I am so sorry. This is exactly the problem with the nhs. I hear the same sort of stories all the time. When it works it is great, but you have to be lucky.

pinkdelight · 26/10/2025 20:57

That's still cancer specific, not sure why. It's not irrelevant as it's one example, but I'm talking about the state of the healthcare system, so stats like these - https://worldpopulationreview.com/country-rankings/best-healthcare-in-the-world
Or myriad other tables comparing healthcare by country, where we're nowhere near as high as we should be I agree but somewhere in the middle. You started off saying how we were much much worse than other countries, which you can argue, but equally you can argue we're much much better than other countries. The truth is we're in the middle and that balance is probably more helpful to OP than painting the darkest possible picture and feeding her health anxiety.

Best Healthcare in the World 2025

List of countries ranked according to the quality of their healthcare systems, with a ranking from various sources including which country has the best and which country has the worst healthcare in the world.

https://worldpopulationreview.com/country-rankings/best-healthcare-in-the-world

TaraFalls · 26/10/2025 21:02

C152 · 26/10/2025 18:45

Free at the point of use is not free. Taxes pay for it.

Free at the point of use means not needing to pay £200 to get through the door of an urgent care centre as you would in the US.

RosesAndHellebores · 26/10/2025 21:21

@endofthelinefinally precisely. In the uk provision for chronic disease is diabolical. I have an excellent rheumatologist but the services around them are woeful. Rude admin; disorganised clinics; sloppy and rude nurses; cancelled clinics and clinics that can run two hours late. It does not encourage confidence.

The GP services are variable, barely accessible and the poor communication and arrogance is reprehensible, notwithstanding the inefficient admin.
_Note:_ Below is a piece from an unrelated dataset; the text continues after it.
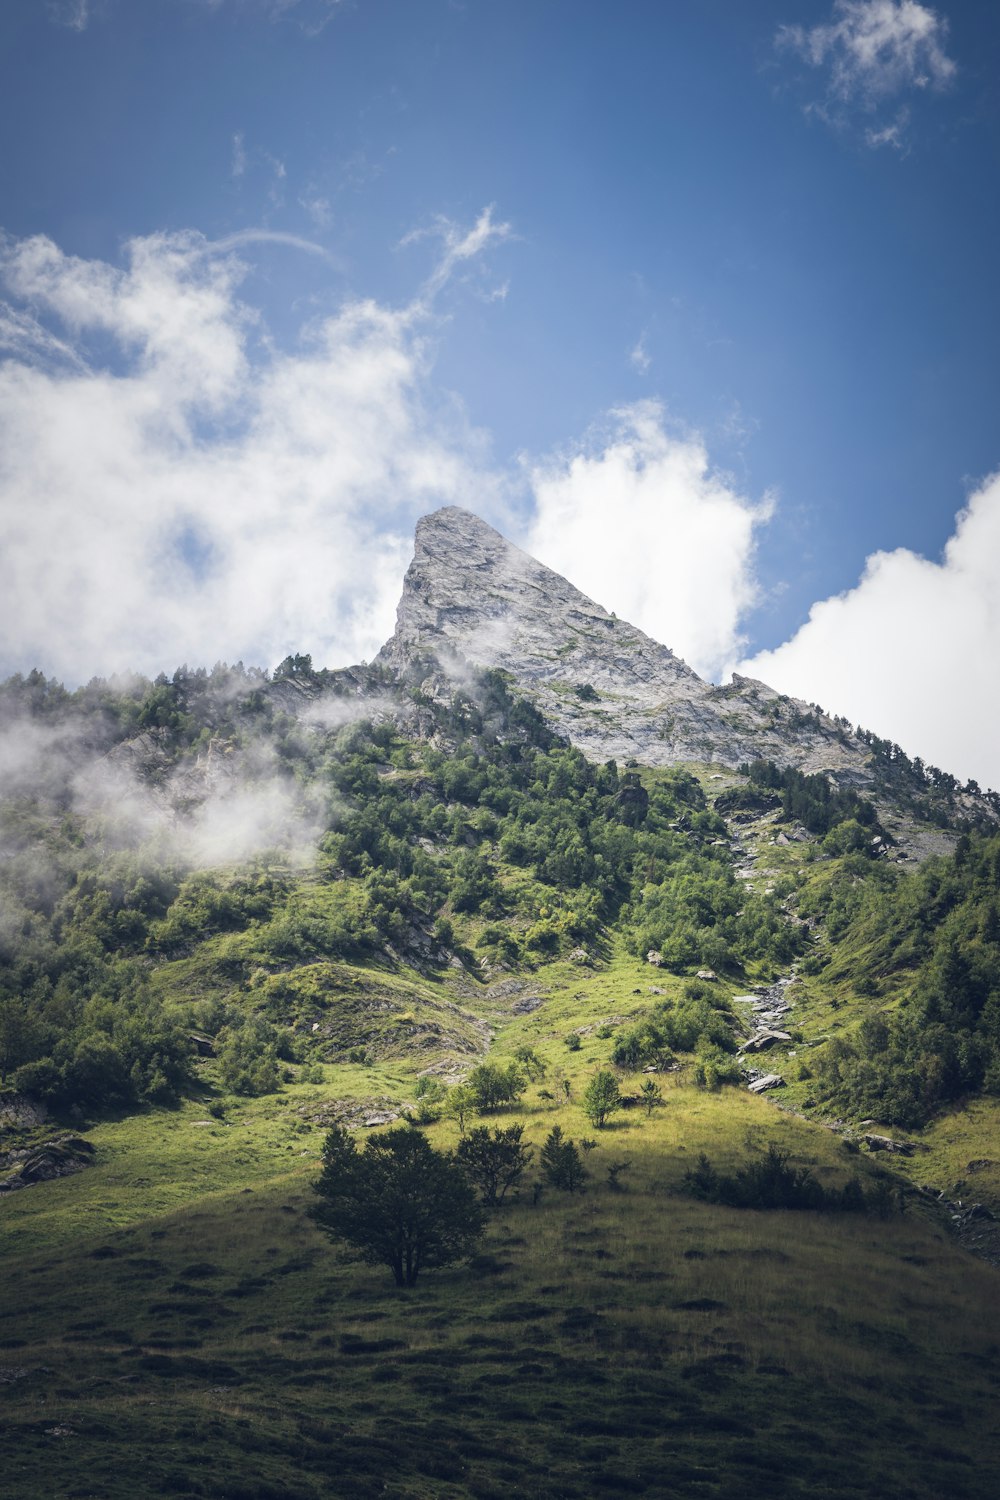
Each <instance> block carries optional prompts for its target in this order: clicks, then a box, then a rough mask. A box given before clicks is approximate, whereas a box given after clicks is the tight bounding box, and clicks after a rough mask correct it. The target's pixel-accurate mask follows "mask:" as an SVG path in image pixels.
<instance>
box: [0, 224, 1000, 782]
mask: <svg viewBox="0 0 1000 1500" xmlns="http://www.w3.org/2000/svg"><path fill="white" fill-rule="evenodd" d="M433 234H435V236H436V240H438V245H439V260H438V261H436V264H435V269H433V270H432V273H430V276H429V278H427V279H426V281H424V285H423V288H421V290H420V291H418V293H417V296H415V297H414V300H412V302H411V303H409V305H408V306H405V308H400V309H393V308H385V306H381V305H379V303H375V302H372V300H352V302H345V303H343V306H340V308H339V311H337V312H334V314H333V315H328V317H322V318H316V320H313V321H312V323H307V324H306V326H303V329H301V332H300V336H298V338H297V339H295V341H294V344H292V347H291V348H279V347H276V344H274V342H273V339H271V338H270V336H268V332H267V329H265V327H264V324H262V321H261V317H259V314H258V312H256V311H255V308H253V306H250V305H249V302H246V300H244V299H243V281H244V276H246V272H247V260H246V255H247V254H249V251H250V242H249V239H243V240H240V242H238V243H231V245H228V246H219V245H214V246H213V245H210V243H208V242H207V240H205V239H204V237H201V236H198V234H193V233H186V234H163V236H151V237H147V239H141V240H135V242H132V243H130V245H129V246H126V251H124V257H123V263H121V264H120V266H109V264H105V263H100V261H82V260H76V258H73V257H69V255H66V254H63V252H61V251H60V249H58V248H57V246H55V245H54V243H52V242H51V240H46V239H42V237H36V239H28V240H3V242H0V282H1V284H3V287H4V288H6V294H7V299H9V300H7V302H6V303H4V302H0V353H1V354H3V356H4V363H3V365H0V675H6V673H7V672H13V670H28V669H30V667H33V666H37V667H40V669H42V670H43V672H45V673H46V675H55V676H60V678H63V679H66V681H67V682H69V684H70V685H72V684H76V682H79V681H85V679H88V678H90V676H93V675H102V676H108V675H112V673H115V672H127V670H142V672H147V673H150V675H153V673H156V672H159V670H168V672H169V670H172V669H174V667H175V666H177V664H178V663H180V661H184V660H187V661H189V663H192V664H210V663H211V661H216V660H220V658H225V660H232V661H234V660H237V658H241V660H246V661H247V663H250V664H274V663H276V661H279V660H280V658H282V657H285V655H286V654H288V652H300V651H304V652H310V654H312V657H313V660H315V661H316V663H318V664H327V666H339V664H348V663H352V661H358V660H370V657H372V655H373V654H375V652H376V649H378V648H379V645H381V643H382V642H384V640H385V639H387V637H388V634H390V633H391V628H393V616H394V606H396V601H397V598H399V591H400V580H402V574H403V570H405V567H406V562H408V559H409V553H411V544H412V528H414V523H415V520H417V517H418V516H420V514H423V513H426V511H429V510H433V508H436V507H438V505H442V504H459V505H466V507H468V508H471V510H475V511H477V513H480V514H483V516H484V517H486V519H489V520H493V522H495V523H496V525H499V526H501V529H504V531H507V532H508V534H514V537H516V540H519V541H520V543H522V544H525V546H526V547H528V549H529V550H531V552H534V553H535V555H538V556H540V558H541V559H543V561H544V562H547V564H549V565H552V567H555V568H558V570H559V571H561V573H564V574H567V576H568V577H570V579H571V580H573V582H574V583H576V585H577V586H580V588H583V589H585V591H586V592H589V594H591V595H594V597H595V598H598V600H600V601H601V603H603V604H604V606H606V607H607V609H613V610H616V612H618V613H619V615H622V616H624V618H627V619H630V621H633V622H634V624H637V625H640V627H642V628H643V630H646V631H648V633H649V634H651V636H654V637H655V639H660V640H663V642H666V643H667V645H670V646H672V648H673V649H675V651H676V652H678V654H679V655H682V657H684V658H685V660H687V661H690V663H691V664H693V666H694V667H696V669H697V670H699V672H702V673H703V675H708V676H717V675H721V673H723V672H724V669H726V666H727V664H730V663H733V661H735V660H736V658H738V657H741V655H747V642H745V628H747V616H748V612H750V610H751V607H753V604H754V601H756V597H757V582H756V568H754V547H756V540H757V537H759V535H760V531H762V528H763V526H765V525H766V522H768V519H769V517H771V514H772V508H774V507H772V502H771V499H769V498H768V496H763V498H751V496H747V495H744V493H741V490H739V487H738V486H736V484H735V481H733V480H732V478H730V477H729V475H726V474H721V472H717V471H715V469H714V466H712V462H711V456H709V453H708V449H706V446H705V443H703V441H702V438H700V437H699V435H697V434H690V432H678V431H675V429H672V426H670V423H669V422H667V417H666V414H664V411H663V408H661V407H660V405H658V404H657V402H639V404H634V405H631V407H625V408H621V410H618V411H615V413H612V416H610V419H609V422H607V425H606V426H604V428H603V429H601V431H595V432H591V434H588V435H585V438H582V440H580V441H579V443H574V444H571V446H568V447H567V449H565V450H564V452H561V453H556V455H550V456H547V458H537V456H535V458H525V459H522V462H520V466H508V468H505V469H504V468H498V466H495V465H493V466H492V465H490V463H489V460H487V450H486V443H484V438H483V435H481V434H477V432H474V431H471V429H469V428H468V425H466V423H463V419H462V413H460V404H457V402H456V401H454V398H451V396H448V395H447V393H442V392H439V390H438V389H436V387H435V381H433V363H432V353H433V335H435V332H436V329H438V320H436V317H435V312H433V300H435V297H436V296H438V294H439V291H441V288H442V285H444V281H445V279H447V276H454V278H459V279H462V281H466V279H468V278H469V272H471V269H472V264H474V261H477V260H478V258H480V257H484V255H487V252H489V249H490V248H492V246H493V245H495V243H498V242H499V240H504V239H508V237H510V236H511V231H510V226H508V225H505V223H501V222H496V220H495V219H493V217H492V214H490V213H489V210H487V211H484V213H483V214H481V216H480V217H478V220H477V222H475V223H474V225H472V228H459V226H454V225H448V223H438V225H436V226H435V231H433ZM289 249H291V246H289ZM481 281H483V275H481V273H477V276H474V278H472V279H471V281H469V290H471V291H472V293H475V290H477V284H478V282H481ZM517 517H520V520H519V519H517ZM999 621H1000V478H996V477H994V478H993V480H990V481H987V483H985V484H984V486H981V489H979V490H978V492H976V493H975V495H973V496H972V499H970V502H969V508H967V510H966V511H964V513H963V516H961V517H960V519H958V523H957V529H955V535H954V537H952V540H951V541H949V544H948V549H946V552H945V556H943V559H942V561H940V562H933V561H927V559H925V558H919V556H916V555H915V553H912V552H906V550H898V552H891V553H877V555H876V556H873V558H870V559H868V564H867V568H865V573H864V577H862V579H861V582H859V583H858V586H856V588H855V589H852V591H850V592H847V594H844V595H840V597H835V598H829V600H825V601H822V603H817V604H816V606H814V609H813V612H811V615H810V621H808V622H807V624H805V625H804V627H802V630H799V631H798V634H796V636H795V637H793V639H792V640H789V642H786V643H784V645H781V646H778V648H777V649H774V651H766V652H760V654H759V655H756V657H753V658H750V660H744V661H742V664H741V670H744V672H748V673H751V675H754V676H762V678H763V679H765V681H771V682H772V684H774V685H775V687H778V688H781V690H784V691H790V693H793V694H795V696H799V697H804V699H807V700H819V702H822V703H823V705H825V706H826V708H829V709H831V711H834V712H843V714H847V715H849V717H852V718H853V720H856V721H861V723H864V724H865V726H867V727H871V729H874V730H876V732H879V733H883V735H888V736H891V738H894V739H897V741H898V742H900V744H903V745H904V748H906V750H907V751H909V753H912V754H921V756H922V757H924V759H927V760H933V762H936V763H939V765H942V766H945V768H946V769H949V771H954V772H955V774H958V775H963V777H969V775H973V777H976V778H978V780H979V781H982V783H990V784H994V786H997V784H1000V753H999V750H997V747H999V745H1000V733H999V730H1000V721H999V717H997V708H996V705H994V699H993V696H991V691H990V673H991V670H993V661H994V660H996V658H997V657H999V655H1000V622H999Z"/></svg>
GDP is always calculated on the basis of money into the NHS. It is a shame the cost of lost work and inconvenience to the patient is not added to the GDPR calculations.

Similar to you when we have had to access healthcare in France the difference has been remarkable. Accessible, effective and most of all the staff are usually helpful and courteous.

RosesAndHellebores · 26/10/2025 21:27

TaraFalls · 26/10/2025 21:02

Free at the point of use means not needing to pay £200 to get through the door of an urgent care centre as you would in the US.

It also means waiting on the pavement in the pouring rain with two bad breaks one of which needs surgery, for two hours. And then waiting another 12 in a filthy ED to deal with rude, dismissive and discriminatory staff. At which point the ability to be able to pay gor an ambulance and then entry to ED seems significantly preferable.